Symmetric superlattice structures consisting of alternating atomic-scale layers of ${\mathrm{KTaO}}_{\mathrm{3}}$ and ${\mathrm{KNbO}}_{\mathrm{3}}$ with variable periodicity were grown on ${\mathrm{KTaO}}_{\mathrm{3}}$ substrates by pulsed laser deposition. The in-plane structure of ${\mathrm{KNbO}}_{\mathrm{3}}$ closely matches that of the ${\mathrm{KTaO}}_{\mathrm{3}}$ substrate, resulting in ${\mathrm{KTaO}}_{\mathrm{3}}{\mathrm{/KNbO}}_{\mathrm{3}}$ heterostructures that are uniformly strained in-plane without misfit dislocations. This strain imposes an in-plane ${\mathrm{KNbO}}_{\mathrm{3}}$ lattice spacing identical to that of the ${\mathrm{KTaO}}_{\mathrm{3}}$ substrate for the temperature range $\text{30\hspace{0.17em}°}\mathrm{C}\text{<T<700\hspace{0.17em}°}\mathrm{C},$ and a tetragonal-to-tetragonal transition is observed whose phase transition temperature $T_c$ depends on the ${\mathrm{KNbO}}_{\mathrm{3}}$ layer thickness. The in-plane strain results in a significant increase in this ferroelectric-paraelectric $T_c$ for superlattices with relatively thick ${\mathrm{KNbO}}_{\mathrm{3}}$ layers ($T_c\text{=535\hspace{0.17em}°}\mathrm{C}$ for a 17 nm thick layer, as compared to 435 °C for bulk ${\mathrm{KNbO}}_{\mathrm{3}}$ ) and for ${\mathrm{K(Nb}}_{\mathrm{0.5}}{\mathrm{Ta}}_{\mathrm{0.5}}{\mathrm{)O}}_{\mathrm{3}}$ random-alloy thin films.

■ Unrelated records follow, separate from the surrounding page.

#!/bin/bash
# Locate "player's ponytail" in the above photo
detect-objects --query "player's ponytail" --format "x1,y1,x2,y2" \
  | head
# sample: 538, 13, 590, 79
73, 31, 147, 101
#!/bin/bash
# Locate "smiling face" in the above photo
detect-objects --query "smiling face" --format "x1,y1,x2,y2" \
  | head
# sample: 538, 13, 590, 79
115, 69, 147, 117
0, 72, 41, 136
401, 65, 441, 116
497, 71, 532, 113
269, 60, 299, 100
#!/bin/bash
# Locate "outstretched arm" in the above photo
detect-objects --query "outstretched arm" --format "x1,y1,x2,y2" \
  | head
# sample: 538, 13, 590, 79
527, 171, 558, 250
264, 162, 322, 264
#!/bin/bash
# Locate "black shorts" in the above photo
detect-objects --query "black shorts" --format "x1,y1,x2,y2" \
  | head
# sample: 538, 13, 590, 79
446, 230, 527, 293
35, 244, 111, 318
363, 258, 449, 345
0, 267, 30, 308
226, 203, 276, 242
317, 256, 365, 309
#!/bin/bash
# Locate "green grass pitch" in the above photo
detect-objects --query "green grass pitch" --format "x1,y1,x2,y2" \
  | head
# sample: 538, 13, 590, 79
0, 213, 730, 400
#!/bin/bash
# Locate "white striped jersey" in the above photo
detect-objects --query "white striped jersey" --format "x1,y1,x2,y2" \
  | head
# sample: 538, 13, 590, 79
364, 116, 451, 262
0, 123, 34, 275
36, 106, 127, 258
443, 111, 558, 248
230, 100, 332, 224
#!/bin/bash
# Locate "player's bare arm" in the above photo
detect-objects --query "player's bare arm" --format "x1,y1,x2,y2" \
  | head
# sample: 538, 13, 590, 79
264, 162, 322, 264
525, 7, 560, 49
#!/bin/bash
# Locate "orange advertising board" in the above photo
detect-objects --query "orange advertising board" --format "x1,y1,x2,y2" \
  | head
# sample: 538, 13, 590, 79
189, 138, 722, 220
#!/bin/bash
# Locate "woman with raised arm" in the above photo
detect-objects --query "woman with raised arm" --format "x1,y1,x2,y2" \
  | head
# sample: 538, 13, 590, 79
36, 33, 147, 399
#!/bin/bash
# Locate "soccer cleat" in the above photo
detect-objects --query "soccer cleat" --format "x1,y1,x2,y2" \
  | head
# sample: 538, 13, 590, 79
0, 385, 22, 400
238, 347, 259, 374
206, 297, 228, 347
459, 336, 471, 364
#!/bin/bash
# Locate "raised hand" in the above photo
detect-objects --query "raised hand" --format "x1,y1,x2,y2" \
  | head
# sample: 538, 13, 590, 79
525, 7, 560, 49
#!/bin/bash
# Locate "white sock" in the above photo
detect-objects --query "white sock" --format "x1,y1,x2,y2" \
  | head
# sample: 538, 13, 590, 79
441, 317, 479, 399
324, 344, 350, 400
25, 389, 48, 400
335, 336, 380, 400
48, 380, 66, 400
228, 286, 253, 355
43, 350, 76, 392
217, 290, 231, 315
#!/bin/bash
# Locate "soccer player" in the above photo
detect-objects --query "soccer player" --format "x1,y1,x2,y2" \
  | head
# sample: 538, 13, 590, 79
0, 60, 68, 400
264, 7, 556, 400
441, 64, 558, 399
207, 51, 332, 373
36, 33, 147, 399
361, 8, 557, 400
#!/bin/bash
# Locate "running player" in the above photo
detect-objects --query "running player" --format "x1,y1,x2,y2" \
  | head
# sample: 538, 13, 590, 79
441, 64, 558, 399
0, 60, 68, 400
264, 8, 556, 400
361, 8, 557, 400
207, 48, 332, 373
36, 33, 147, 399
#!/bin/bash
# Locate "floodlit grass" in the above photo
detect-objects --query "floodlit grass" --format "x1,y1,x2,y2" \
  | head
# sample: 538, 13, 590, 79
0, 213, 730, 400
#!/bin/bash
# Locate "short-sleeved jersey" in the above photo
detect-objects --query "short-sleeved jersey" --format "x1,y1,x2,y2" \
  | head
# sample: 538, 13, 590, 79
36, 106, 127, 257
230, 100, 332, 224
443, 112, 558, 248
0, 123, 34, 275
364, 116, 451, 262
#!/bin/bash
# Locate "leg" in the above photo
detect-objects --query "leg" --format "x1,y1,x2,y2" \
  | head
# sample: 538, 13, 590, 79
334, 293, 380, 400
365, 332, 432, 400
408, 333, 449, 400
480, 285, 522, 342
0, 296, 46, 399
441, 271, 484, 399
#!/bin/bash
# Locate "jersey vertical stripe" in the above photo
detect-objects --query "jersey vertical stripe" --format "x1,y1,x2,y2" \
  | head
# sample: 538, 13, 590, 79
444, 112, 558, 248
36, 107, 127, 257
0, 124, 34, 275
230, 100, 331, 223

As the superlattice period decreases, a reduction of $T_c$ is observed. For superlattices with periodicities of 50 Å or less, the Curie temperature is identical to that of the ${\mathrm{K(Ta}}_{\mathrm{0.5}}{\mathrm{Nb}}_{\mathrm{0.5}}{\mathrm{)O}}_{\mathrm{3}}$ random-alloy film, indicating significant long-range ferroelectric coupling across the ${\mathrm{KTaO}}_{\mathrm{3}}$ layers.